El gobierno de Lucas García también usó la violencia como reacción a actividades


de grupos populares no armados. En enero de 1981, por ejemplo, las fuerzas de
seguridad llegaron tarde para reprimir un "mitin relámpago" del Frente Popular "31
de Enero" en conmemoración de la masacre en la Embajada de España un año
atrás. Militantes del Frente Popular, levantaron barricadas y quemaron un muñeco
frente al Paraninfo Universitario. Cuando los agentes del Estado arribaron
momentos después, los manifestantes ya no estaban, entonces entraron al
Paraninfo y ametrallaron de forma indiscriminada a una presentación desarrollada
por el departamento de la Extensión Universitario.

En abril de 1980 la AEU impulsó la formación de "comités de autodefensa de la


autonomía" en un intento, tal vez tardío, de tratar de contrarrestar el baño de
sangre en la Universidad. Ni la autonomía escrita en la ley ni mucho menos "las
fuerzas de seguridad" podía garantizar la integridad de los universitarios, así que
estos comités pedían a todo sospechoso que aparecía en la Universidad que se
identificara. Con esto se logró que los agentes del gobierno vestidos de civil
difícilmente ingresaran a la Universidad.
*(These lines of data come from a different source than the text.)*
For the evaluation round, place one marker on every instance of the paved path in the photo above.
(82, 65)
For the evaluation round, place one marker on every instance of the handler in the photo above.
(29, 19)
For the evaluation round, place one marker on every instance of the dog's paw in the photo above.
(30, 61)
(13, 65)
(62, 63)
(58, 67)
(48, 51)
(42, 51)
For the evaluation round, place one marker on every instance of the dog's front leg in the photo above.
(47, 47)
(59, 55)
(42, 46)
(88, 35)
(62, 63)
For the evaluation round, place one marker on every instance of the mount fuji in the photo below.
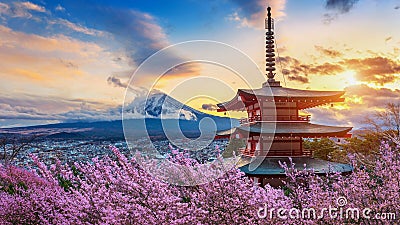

Con el fin de repeler o prevenir ataques, los miembros del FERG y otros grupos
empezaron a portar armas en la Ciudad Universitaria. Esta "autodefensa" en cierta
forma significó la militarización del campus universitario. Y aunque no siempre
evidente, los estudiantes que no compartían los objetivos político-militares del
FERG lo notaron. Para ellos, la presencia de gente armada era intimidatoria y
representaba el completo establecimiento de las fuerzas guerrilleras en la casa de
estudios.

Por cada asesinato de uno de sus compañeros, los estudiantes organizados se


sentían más frustrados. A veces su ira explotaba en contra de quienes
aparentemente fueron parte de las fuerzas represivas. Los comités de
autodefensa, al detectar a un supuesto "oreja", lo desnudaban y lo hacían caminar
por el campus hasta expulsarlo del lugar. En algunas ocasiones estos comités
ajusticiaron a los capturados. En junio y julio de 1980, varios agentes de las
fuerzas de seguridad aparecieron muertos en la Ciudad Universitaria. Estos casos
pudieron haber sido parte de la reacción estudiantil o rebelde ante el terror del
Estado

Conforme se agudizaba el conflicto, las acciones militares de la oposición se


hicieron más frecuentes. Por ejemplo, el domingo 7 de septiembre, la derecha
política convocó a una manifestación "anticomunista" y pro gobierno frente al
Palacio Nacional. Para contrarrestar este intento oficial de mostrar apoyo popular,
la guerrilla colocó una serie de bombas en el centro de la ciudad. Una de éstas
explotó frente al Palacio, matando a siete personas. A pesar de esto la
manifestación se llevó a cabo con la participación de más de cien mil personas,
muchos de ellos trabajadores públicos que habían sido obligados a asistir

Aunque las manifestaciones públicas eran casi imposibles, los cortejos fúnebres
se convirtieron en una oportunidad para expresar el repudio hacia el Estado.
Algunos de éstos se debieron realizar en el interior de la Ciudad Universitaria, por
temor a que fueran blanco de ataques de agentes del Estado.

Sin duda, muchos de los sobrevivientes de la época del terror aún sufren traumas
y heridas. Esa psicosis de persecución trastornó a quienes la sobrevivieron. Un
catedrático de la Facultad de Derecho, quien enterró a muchos de sus
compañeros de estudio, recuerda cómo "todos nos sentíamos perseguidos y
veíamos la cara de un policía judicial en cualquiera". Hay quienes dependían de
los tranquilizantes para poder vivir. Otros se desahogaron en el alcoholismo, o les
sirvió para adquirir el coraje y poder ir así un día más a la Universidad.